The Sag Harbor Bus Tangle: Report Doesn't Satisfy
Thirteen months ago, the Sag Harbor School Board decided to hire a consultant to tell them if the six school bus routes could be reconfigured so they could make more frequent stops to pick up more kids without it costing any more. Their hire was Transportation Advisory Services, a highly recommended outfit with an office on a small street in the Upstate small town of Walworth, 20 miles east of Rochester. The base fee would be $11,850, the Sag Harbor Express reported, and the job would include a complete survey of improvements and changes that might be made to better the service.
Last week, the report was presented to the board.
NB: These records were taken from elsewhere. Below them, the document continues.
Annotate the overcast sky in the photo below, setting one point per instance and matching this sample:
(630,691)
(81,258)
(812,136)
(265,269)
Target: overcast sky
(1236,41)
So it took 13 months to get the approvals needed for the hire, the contract signed, the work done, a report written up, a transportation subcommittee to review it and then to get to the meeting.
And some of the board members were unhappy with the report, according to the Sag Harbor Express.
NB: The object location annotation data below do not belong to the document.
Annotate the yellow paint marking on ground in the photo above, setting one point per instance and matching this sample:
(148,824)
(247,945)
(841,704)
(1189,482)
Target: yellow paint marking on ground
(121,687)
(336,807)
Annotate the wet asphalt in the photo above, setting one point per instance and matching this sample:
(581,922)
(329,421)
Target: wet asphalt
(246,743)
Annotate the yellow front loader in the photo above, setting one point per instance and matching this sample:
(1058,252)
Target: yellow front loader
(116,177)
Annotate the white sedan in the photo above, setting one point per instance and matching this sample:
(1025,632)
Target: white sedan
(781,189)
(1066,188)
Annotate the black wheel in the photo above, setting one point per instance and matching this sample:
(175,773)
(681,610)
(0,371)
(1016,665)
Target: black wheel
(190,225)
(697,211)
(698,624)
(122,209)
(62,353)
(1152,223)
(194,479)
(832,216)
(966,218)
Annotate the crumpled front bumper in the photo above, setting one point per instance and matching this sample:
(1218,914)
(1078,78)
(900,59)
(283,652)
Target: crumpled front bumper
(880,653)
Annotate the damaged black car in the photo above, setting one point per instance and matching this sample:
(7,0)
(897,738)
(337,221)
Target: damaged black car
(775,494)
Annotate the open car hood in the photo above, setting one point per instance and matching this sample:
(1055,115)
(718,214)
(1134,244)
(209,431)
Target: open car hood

“I thought we were going to get some out-of-the-box thinking by getting some fresh eyes, and that didn’t happen,” said board member Susan Lamontagne.
“I was expecting some of those same things,” said School board President Diana Kolhoff.
The report, again according to the Sag Harbor Express, did suggest that one bus start its route five minutes earlier, which would make it unnecessary to have another particular bus. But then it proceeded to suggest numerous things the board was already doing—using a particular software, replacing old busses in a timely fashion, adding bus stops closer together, and so on and so on.
Anyway, the main thing was the mathematics of how many busses going how many miles an hour on which particular routes making how many stops had been done in a timely fashion, so that was important.
But I was wondering if the seniors at the high school could have been tasked to tackle this mathematical problem. They’ve gone through adding and subtracting and multiplication and algebra, maybe even a little trigonometry, I think, if math today is anything like it was when I went to high school. And it wouldn’t have cost $11,850 and taken 13 months. A plaque could have been awarded.
Is it possible some parents on the school board do not think their high school kids are smart enough to tackle this? Just asking.